Took Part in the March of Peace

The route of yesterday’s March of Peace (against the Russian invasion of the Crimea) was traditional for the oppositional marches in recent years in Moscow: from Pushkinskaia Square along the boulevards to Turgenevskaia Square with final meeting on Sakharov Avenue. There were surprisingly many people – less than at the ‘marches of millions’, but definitely more than at the autumn demonstration in favour of political prisoners. The organizers told about 50 thousand, I’m not sure it was really so, but there were certainly tens of thousands of participants, much more than 3,000 (the figure from the police reports). Taking into account how strongly have the Crimean events split the Russian society, including the oppositional part of it, this is really a good news.

Moscow authorities hoped of course that there would be much less people. They opened only one side of the boulevard for us so it was rather narrow to walk  from time to time.

We were walking in one column, without any division according the political preferences. There were several communists, but this time not many – some of them support the occupation of the Crimea.
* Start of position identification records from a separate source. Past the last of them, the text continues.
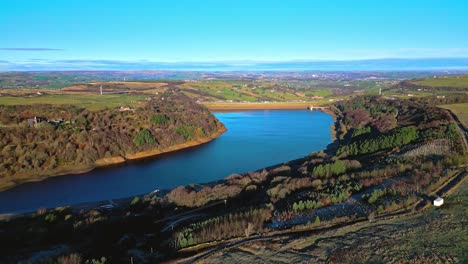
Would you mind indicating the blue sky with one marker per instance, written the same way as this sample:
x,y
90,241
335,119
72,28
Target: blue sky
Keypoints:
x,y
40,32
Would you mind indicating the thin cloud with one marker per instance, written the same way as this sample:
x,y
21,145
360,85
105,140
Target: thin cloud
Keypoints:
x,y
31,49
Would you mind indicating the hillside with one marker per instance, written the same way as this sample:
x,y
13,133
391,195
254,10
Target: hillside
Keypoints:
x,y
40,140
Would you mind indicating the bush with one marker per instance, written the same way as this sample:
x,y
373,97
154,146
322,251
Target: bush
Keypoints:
x,y
143,138
159,119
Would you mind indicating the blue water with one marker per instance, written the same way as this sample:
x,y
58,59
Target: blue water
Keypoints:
x,y
255,139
There were almost no nationalists, although I’ve seen two flags of the former Russian Empire (with black, yellow and white stripes) that they usually use.

The mood was rather serious, not like at a carnival as it was at the first rallies against falsification of the elections’ results. It was nevertheless very friendly as previously – that was always an advantage of the ‘white-ribbon’ movement. There were not so many flags and placards as usually, but there were a lot of Russian and Ukrainian flags and a lot of peace symbols (☮). The placards were quite witty as usually, I hope to post the photos soon. I especially enjoyed the word putriots (Putin+patriots) 😉

We successfully failed to meet the Sergei Kurginian’s march in favour of annexation of the Crimea (it began from Trubnaia Square that was on our way), so there wasn’t any provocations.

I don’t know what will follow – and I don’t think our yesterday’s walk will make Putin and Co. change their policy toward the Crimea. But at least we said our ‘no’ (I even saw a placard with the only word no), and at the same time made sure that there are quite a lot of us, and spent several wonderful hours in the company of the people with similar world view (as said my former scientific adviser whom I met at the march, ‘I have such an impression as if I knew the people around although actually I don’t’). In today’s Russia, full of hatred, intolerance and xenophobia, such a breath of fresh air is absolutely necessary from time to time.